“S’arrêter de fumer, c’est facile ! Je l’ai fait vingt fois...” Pour ne plus succomber à la tentation, il faut s’interroger sur le couple que l’on forme avec la cigarette. Enquête auprès de spécialistes en tabacologie. Danièle Luc Huit millions, soit plus de la moitié des 15 millions de fumeurs français, souhaitent se libérer de leur dépendance. Pourtant, sans aide, 80 à 90 % de ceux qui tentent d’arrêter rechutent dès la première année.

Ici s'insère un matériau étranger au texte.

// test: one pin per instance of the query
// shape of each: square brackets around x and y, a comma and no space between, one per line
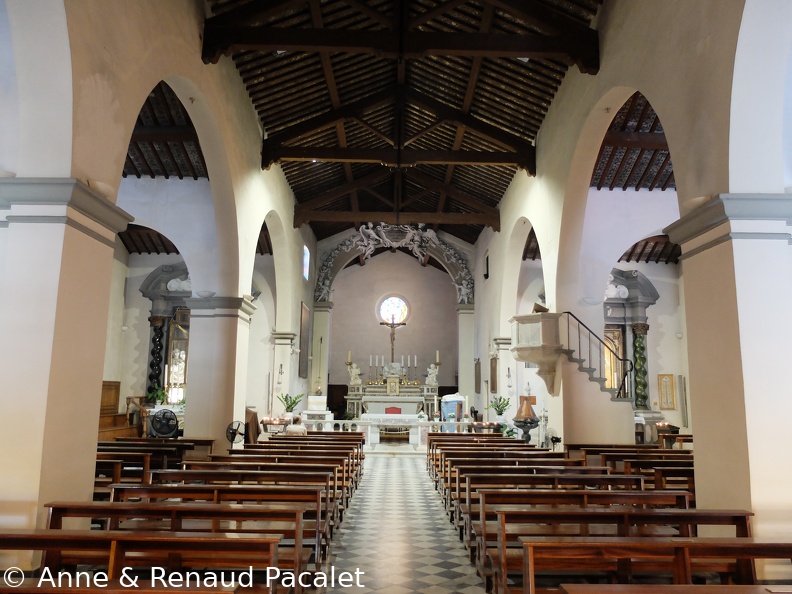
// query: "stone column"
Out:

Quel espoir reste-t-il pour ces récidivistes ? Pour ceux qui ont déjà expérimenté toutes les techniques et sont retombés, découragés, derrière leur rideau de fumée ? Tous les spécialistes en tabacologie l’affirment : il faut persévérer, car ces récidives font partie du sevrage et permettent d’identifier les différents points de vulnérabilité. En effet, arrêter est le fruit d’une longue maturation, puis d’une décision qui va nécessiter un changement significatif de comportement. Au cours de ce processus, une rechute ne doit jamais être vécue comme un échec : chaque arrêt, même minime, est un point positif et rapproche du succès final, assure le professeur Gilbert Lagrue, qui a créé l’un des premiers centres contre la dépendance tabagique, dans lequel les patients sont pour la plupart suivis pendant au moins un an.
Savoir pourquoi on rechute
Les motifs de rechute sont nombreux et varient pour une même personne, comme si elle avait appris à se méfier de l’un pour retomber à cause d’un autre.- Le syndrome du manque de nicotine : il occasionne 78 % des échecs dans les trois premiers mois.
- La perte de motivation : même sevré, le fumeur garde la nostalgie de la cigarette. « C’était le bon temps ! », pense-t-il… et il décide en général de reprendre.
- La prise de poids : un problème qui concerne surtout les femmes, qui n’acceptent pas de devoir se battre, en plus, contre cinq à dix kilos en trop.
- Les drames de la vie : maladies, deuils, divorces, chômage… Perdu pour perdu, on rallume une cigarette réconfortante.
- Le stress négatif et positif : toutes les contrariétés, tensions, problèmes familiaux ou professionnels conduisent à craquer, mais aussi les moments de grande joie ou de forte émotion.
- La convivialité : repas arrosés, moments de profonde détente et souvenirs agréables déclenchent les réflexes conditionnés du fumeur.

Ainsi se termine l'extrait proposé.